Наконец, она проговорила:
– Прошло тридцать семь лет. Не припоминаешь?
Я припомнил…
Нашу группу направили в Бирд-Маде, где был расположен штаб десантной дивизии полковника Дана Шомрона. Поместив в каменный бункер, нам предложили немного отдохнуть. Время терпело. Мы разбрелись по углам. Я прилёг возле двух братьев-близнецов. Из входа в бункер просматривалась пустыня, в песках которой были разбросаны искорёженные стволы наших пушек, гусеницы танков, горка касок, обгорелых фляг.
«До египтян метров двести», – заметил один из братьев, и в тот же миг командира взвода отдал приказ: «Всем прикрепить штыки!»
Меня тряхнуло.
«Ты, музыкант, не писай! Если что, мы прикроем!..» – прокричал другой брат, и я почувствовал на плече руку мамину руку.
– Корман, просыпайся! – Надо мной склонилась наша молоденькая певица. – Приходил связной из штаба дивизии. Полковник просит музыкантов к себе.
– Думаешь, мы победим? – спросил я у певицы.
– Придётся, – сказала она. – Если не хотим, чтобы в стране не умолкла музыка…– Рина? – Я бережно обнял пожилую женщину.
– Зина! – отозвалась она и наклонила голову.

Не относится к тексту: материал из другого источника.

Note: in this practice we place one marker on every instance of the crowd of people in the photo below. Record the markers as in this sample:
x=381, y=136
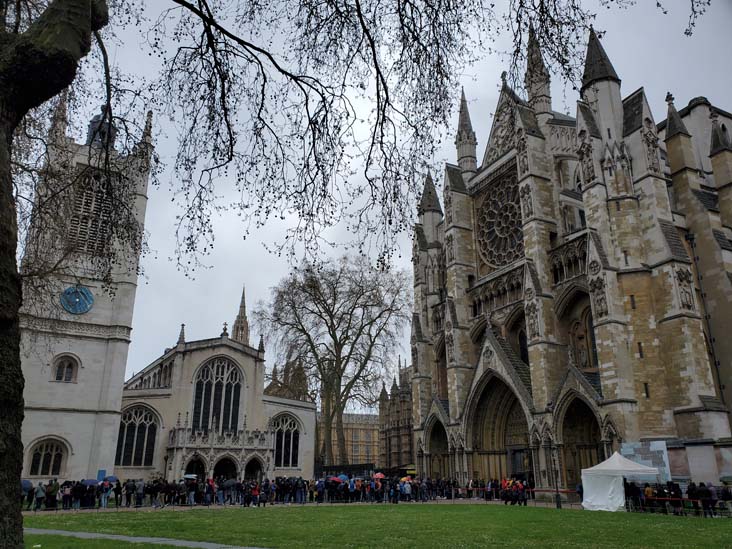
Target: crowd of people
x=158, y=493
x=703, y=499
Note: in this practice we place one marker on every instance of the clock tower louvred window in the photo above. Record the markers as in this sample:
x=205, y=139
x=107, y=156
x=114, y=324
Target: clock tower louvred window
x=216, y=396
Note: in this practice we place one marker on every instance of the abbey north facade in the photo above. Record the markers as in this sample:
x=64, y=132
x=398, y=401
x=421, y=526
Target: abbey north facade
x=573, y=287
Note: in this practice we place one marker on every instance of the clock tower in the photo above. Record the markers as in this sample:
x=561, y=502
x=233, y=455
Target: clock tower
x=76, y=321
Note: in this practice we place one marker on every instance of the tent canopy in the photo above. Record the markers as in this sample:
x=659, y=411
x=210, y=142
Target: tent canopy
x=617, y=465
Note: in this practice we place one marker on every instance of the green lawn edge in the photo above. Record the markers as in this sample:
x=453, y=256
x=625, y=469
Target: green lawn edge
x=403, y=525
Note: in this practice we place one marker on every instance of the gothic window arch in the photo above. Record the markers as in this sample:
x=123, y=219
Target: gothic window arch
x=65, y=369
x=89, y=223
x=287, y=441
x=47, y=458
x=136, y=440
x=217, y=396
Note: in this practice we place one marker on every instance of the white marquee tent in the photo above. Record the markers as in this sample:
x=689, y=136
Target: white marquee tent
x=602, y=484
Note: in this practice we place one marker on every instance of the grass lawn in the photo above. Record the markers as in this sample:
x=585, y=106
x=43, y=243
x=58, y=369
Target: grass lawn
x=406, y=525
x=63, y=542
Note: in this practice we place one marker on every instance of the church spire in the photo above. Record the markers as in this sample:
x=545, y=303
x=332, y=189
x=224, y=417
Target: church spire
x=720, y=140
x=240, y=331
x=59, y=119
x=429, y=201
x=465, y=141
x=597, y=63
x=537, y=80
x=674, y=124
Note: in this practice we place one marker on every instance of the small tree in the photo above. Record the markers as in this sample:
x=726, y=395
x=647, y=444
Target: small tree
x=345, y=318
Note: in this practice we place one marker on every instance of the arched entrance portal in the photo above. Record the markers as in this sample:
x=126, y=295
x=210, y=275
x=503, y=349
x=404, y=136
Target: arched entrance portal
x=500, y=435
x=196, y=467
x=253, y=470
x=581, y=446
x=225, y=468
x=438, y=459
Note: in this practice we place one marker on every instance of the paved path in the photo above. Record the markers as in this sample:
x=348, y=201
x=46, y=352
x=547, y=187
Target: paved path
x=130, y=539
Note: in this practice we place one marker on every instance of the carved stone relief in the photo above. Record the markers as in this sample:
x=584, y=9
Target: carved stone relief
x=449, y=347
x=594, y=267
x=650, y=143
x=527, y=202
x=532, y=319
x=599, y=299
x=522, y=153
x=584, y=152
x=448, y=207
x=686, y=294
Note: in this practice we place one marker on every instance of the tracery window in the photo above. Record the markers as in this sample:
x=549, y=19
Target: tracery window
x=216, y=396
x=65, y=369
x=47, y=458
x=136, y=440
x=498, y=218
x=90, y=219
x=287, y=441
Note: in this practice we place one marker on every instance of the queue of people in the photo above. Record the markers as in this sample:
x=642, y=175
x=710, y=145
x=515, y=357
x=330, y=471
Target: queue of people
x=702, y=499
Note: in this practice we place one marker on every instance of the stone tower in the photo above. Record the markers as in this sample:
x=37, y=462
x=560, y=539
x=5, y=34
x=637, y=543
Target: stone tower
x=76, y=334
x=240, y=332
x=574, y=295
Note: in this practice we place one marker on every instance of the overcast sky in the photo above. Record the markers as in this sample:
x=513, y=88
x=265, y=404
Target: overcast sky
x=647, y=48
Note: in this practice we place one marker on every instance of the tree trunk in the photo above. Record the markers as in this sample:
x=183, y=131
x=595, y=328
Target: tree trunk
x=34, y=67
x=327, y=431
x=11, y=376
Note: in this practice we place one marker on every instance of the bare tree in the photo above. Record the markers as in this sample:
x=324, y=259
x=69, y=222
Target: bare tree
x=323, y=109
x=345, y=319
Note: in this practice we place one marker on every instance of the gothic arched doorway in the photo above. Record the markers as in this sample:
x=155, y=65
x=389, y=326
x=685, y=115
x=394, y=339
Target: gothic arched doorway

Её глаза смотрели сухо и укоризненно. – Когда-то мы были на «ты».
Я кивнул и сказал:
– Конечно, ты – та самая Зина, что на базе в Рафидим замечательно пела.
– Это тогда… – Глаза женщины стали влажными. – Всё это было тогда…
– Я помню.
Из глубины завихрений тех дней, передо мной возникло …В тот день я был занят своим новым сочинением, когда в комнату вошла Эстер и, протянув листок бумаги, посмотрела на меня незнакомым, испытующим взглядом. Бледность на лице жены пугала.
– Что это? – спросил я.
– Просят… – сказала Эстер.
В тот Судный день синагоги были переполнены, и люди молились особенно усердно. Оно и понятно: если от десятка лживых слов, высказанных за год, ещё как-то спастись можно, то в праведный день…
Хотя артистов, поэтов и композиторов, на самом деле, только попросили явиться, нам хотелось думать, что нас мобилизовали. Мы разъехалась по фронтам.
И тогда я увидел, как в Синайской пустыне подбирали тела первых погибших…
И тогда я увидел, как на Голанских высотах горели наши танки…
И тогда к кладбищам страны потянулись вереницы похоронных процессий…
И тогда я подумал, что парни, которых теперь укладывали в землю, со временем прорастут в цветы, и что потом, когда-нибудь, другие парни, составляя из этих цветов букеты, будут их дарить своим девушкам.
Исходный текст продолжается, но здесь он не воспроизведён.